Authenticated deterministic encryption for 64-bit integers based on the
AES-CMAC-SIV construction.
About
AES-SID is a technique for deterministically encrypting 64-bit integers
(e.g. database primary keys) as 128-bit ciphertexts which can be serialized
as e.g. UUIDs.
While many schemes exist which offer these general properties, AES-SID
detects forgeries via techniques adapted from misuse-resistant authenticated
encryption (i.e. synthetic initialization vectors)
Security Warning
Both the design and Rust implementation of this scheme have received no
external review. There are properties/limits of this scheme that need to be
mathematically quantified which are presently undescribed.
This scheme uses deterministic encryption which, if applied improperly
(e.g. naive inverted search index) can lead to catastrophic failures
including full plaintext recovery.
Before attempting to experiment with this scheme, please make sure to read
the full threat model section and make sure the cryptographic properties of
this scheme actually apply to your intended threat model.
DO NOT USE THIS CODE IN PRODUCTION!
Threat Model
AES-SID encrypts 64-bit values as 128-bit values. However, if naively (mis)used
as a general-purpose construction for encrypting 64-bit values, it can
fail catastrophically (and similar constructions have in-practice, as
described in the “Security Warning” section above).
Unguessable / Unforgeable
The auto-incrementing primary key model utilized by many databases is extremely
convenient for developers for many reasons. However, it comes at a cost:
primary keys are easily guessable by attackers, who are able to enumerate and
explore the entire key space. Some notable examples of this problem include
an AT&T security flaw which exposed the email addresses of all iPad users.

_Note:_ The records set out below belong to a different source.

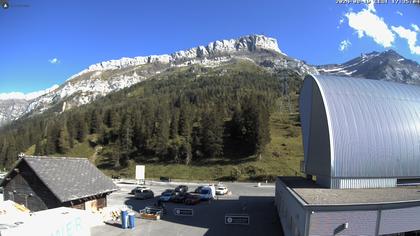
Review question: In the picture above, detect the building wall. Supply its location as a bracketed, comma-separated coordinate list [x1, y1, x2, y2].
[309, 211, 377, 235]
[4, 162, 60, 211]
[62, 194, 107, 211]
[275, 180, 306, 236]
[379, 206, 420, 234]
[275, 179, 420, 236]
[330, 178, 397, 189]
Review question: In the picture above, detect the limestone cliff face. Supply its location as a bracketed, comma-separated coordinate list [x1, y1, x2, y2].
[0, 35, 317, 125]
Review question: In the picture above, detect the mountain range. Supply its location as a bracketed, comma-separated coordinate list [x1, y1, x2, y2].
[0, 35, 420, 126]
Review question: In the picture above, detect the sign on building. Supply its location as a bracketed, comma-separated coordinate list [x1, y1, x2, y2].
[174, 208, 194, 216]
[136, 165, 145, 180]
[225, 214, 250, 225]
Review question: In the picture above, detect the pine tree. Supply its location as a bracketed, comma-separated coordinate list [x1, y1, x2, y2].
[76, 114, 88, 143]
[34, 139, 45, 156]
[119, 114, 133, 166]
[90, 109, 102, 134]
[201, 111, 223, 158]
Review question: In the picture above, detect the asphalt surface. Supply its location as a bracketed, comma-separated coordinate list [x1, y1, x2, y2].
[91, 182, 283, 236]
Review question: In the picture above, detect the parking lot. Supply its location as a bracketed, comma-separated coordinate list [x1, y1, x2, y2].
[92, 182, 282, 236]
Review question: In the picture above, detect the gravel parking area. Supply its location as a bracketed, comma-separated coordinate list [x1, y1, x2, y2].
[91, 182, 282, 236]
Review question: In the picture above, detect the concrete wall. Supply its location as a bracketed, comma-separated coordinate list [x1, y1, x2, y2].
[275, 179, 420, 236]
[379, 207, 420, 234]
[309, 211, 377, 235]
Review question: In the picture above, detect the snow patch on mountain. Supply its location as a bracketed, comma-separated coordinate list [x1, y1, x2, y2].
[0, 84, 59, 101]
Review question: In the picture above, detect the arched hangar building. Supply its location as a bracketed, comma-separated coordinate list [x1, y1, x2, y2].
[276, 75, 420, 235]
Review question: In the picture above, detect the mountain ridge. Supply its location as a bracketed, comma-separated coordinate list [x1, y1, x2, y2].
[316, 49, 420, 85]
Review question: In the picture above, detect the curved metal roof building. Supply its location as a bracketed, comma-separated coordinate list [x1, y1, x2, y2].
[300, 75, 420, 188]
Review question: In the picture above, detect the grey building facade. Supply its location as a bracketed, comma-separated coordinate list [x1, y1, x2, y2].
[275, 75, 420, 236]
[299, 75, 420, 188]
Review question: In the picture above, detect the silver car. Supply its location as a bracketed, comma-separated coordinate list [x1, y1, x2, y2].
[134, 189, 155, 200]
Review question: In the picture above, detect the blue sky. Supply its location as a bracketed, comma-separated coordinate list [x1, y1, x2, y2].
[0, 0, 420, 93]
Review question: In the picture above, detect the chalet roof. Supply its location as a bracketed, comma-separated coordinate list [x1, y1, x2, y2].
[1, 156, 118, 202]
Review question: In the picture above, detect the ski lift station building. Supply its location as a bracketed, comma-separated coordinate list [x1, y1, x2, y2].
[276, 75, 420, 235]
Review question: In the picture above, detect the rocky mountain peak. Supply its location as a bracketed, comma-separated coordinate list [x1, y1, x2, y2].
[69, 34, 283, 76]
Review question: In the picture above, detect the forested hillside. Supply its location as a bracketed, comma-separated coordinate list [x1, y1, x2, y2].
[0, 60, 302, 180]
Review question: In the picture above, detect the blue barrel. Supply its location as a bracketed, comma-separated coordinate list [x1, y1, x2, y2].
[128, 212, 136, 229]
[121, 210, 128, 229]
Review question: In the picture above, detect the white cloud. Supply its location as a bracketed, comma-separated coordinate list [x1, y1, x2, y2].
[0, 84, 59, 100]
[48, 57, 60, 64]
[338, 39, 351, 52]
[345, 1, 395, 47]
[391, 25, 420, 55]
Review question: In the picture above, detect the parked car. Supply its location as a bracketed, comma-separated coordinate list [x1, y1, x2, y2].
[172, 192, 190, 203]
[159, 176, 171, 182]
[175, 185, 188, 193]
[194, 186, 204, 193]
[200, 186, 215, 201]
[134, 189, 155, 199]
[216, 186, 228, 195]
[184, 194, 201, 205]
[159, 189, 175, 202]
[130, 186, 150, 195]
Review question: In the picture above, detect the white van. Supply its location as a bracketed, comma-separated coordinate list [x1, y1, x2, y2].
[200, 185, 216, 201]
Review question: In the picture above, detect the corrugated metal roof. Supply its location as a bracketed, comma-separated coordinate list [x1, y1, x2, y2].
[17, 157, 118, 202]
[301, 75, 420, 178]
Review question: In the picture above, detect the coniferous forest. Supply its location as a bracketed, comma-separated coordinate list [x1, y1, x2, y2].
[0, 60, 302, 177]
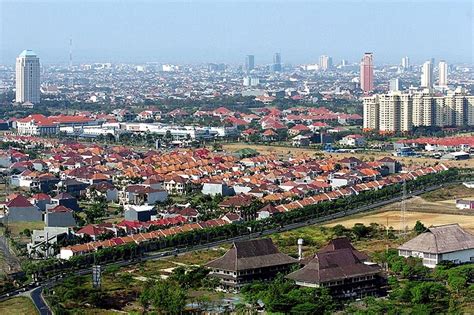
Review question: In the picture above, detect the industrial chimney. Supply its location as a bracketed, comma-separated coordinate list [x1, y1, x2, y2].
[298, 238, 303, 260]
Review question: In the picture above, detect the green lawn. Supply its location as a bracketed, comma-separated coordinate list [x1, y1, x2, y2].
[0, 297, 38, 315]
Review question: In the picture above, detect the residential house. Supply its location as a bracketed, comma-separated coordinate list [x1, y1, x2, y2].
[257, 204, 280, 220]
[163, 175, 189, 195]
[26, 226, 70, 259]
[44, 205, 76, 227]
[378, 156, 402, 174]
[47, 192, 82, 211]
[30, 193, 51, 211]
[456, 199, 474, 210]
[119, 185, 168, 205]
[286, 238, 386, 299]
[124, 205, 156, 222]
[201, 182, 235, 197]
[206, 238, 297, 291]
[86, 182, 119, 202]
[60, 178, 89, 198]
[398, 223, 474, 268]
[339, 135, 366, 147]
[6, 195, 43, 222]
[291, 135, 311, 147]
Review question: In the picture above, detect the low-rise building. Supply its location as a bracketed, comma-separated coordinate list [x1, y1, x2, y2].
[206, 238, 297, 291]
[456, 199, 474, 210]
[287, 238, 386, 299]
[124, 205, 156, 222]
[6, 195, 43, 222]
[398, 224, 474, 268]
[44, 206, 76, 227]
[201, 182, 234, 197]
[339, 135, 365, 147]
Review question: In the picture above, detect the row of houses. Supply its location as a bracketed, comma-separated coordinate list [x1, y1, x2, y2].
[58, 219, 229, 260]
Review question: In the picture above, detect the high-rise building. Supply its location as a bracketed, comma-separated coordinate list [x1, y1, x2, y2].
[16, 50, 40, 104]
[363, 95, 380, 130]
[245, 55, 255, 72]
[319, 55, 332, 70]
[438, 60, 448, 87]
[360, 53, 374, 93]
[421, 61, 433, 88]
[273, 53, 281, 72]
[364, 88, 474, 132]
[402, 56, 410, 70]
[390, 78, 400, 92]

More recently these low-entropy identifiers have enabled so-called
“Zoom Bombing“, where attackers are able to guess the identifiers of
valid Zoom channels and thereby gain access to them.
These identifiers are a standard feature of all SQL databases, easily
remembered, easy-to-communicate (in text or spoken form), and generally
ubiquitous in many applications.
AES-SID is designed to allow developers to retrofit applications which
use low-entropy auto-incrementing primary keys in such a way that they can be
deterministically and reversibly mapped to 128-bit external/”masked” values
(that can be serialized as e.g. a UUID), while ensuring that the “masked” values
are randomly distributed and unguessable by an attacker (with greater-than-chance
success in the 128-bit integer space, which is widely regarded as the baseline
for symmetric cryptography).
One way to solve this problem is to use a (cryptographically) random UUID as a
primary key instead of an auto-incrementing one. This is a perfectly valid
approach, and one worth considering, but it comes at a price: UUIDs are long
and high-entropy, which means they aren’t easily spoken, or even remembered
or manually typed by someone who has read them.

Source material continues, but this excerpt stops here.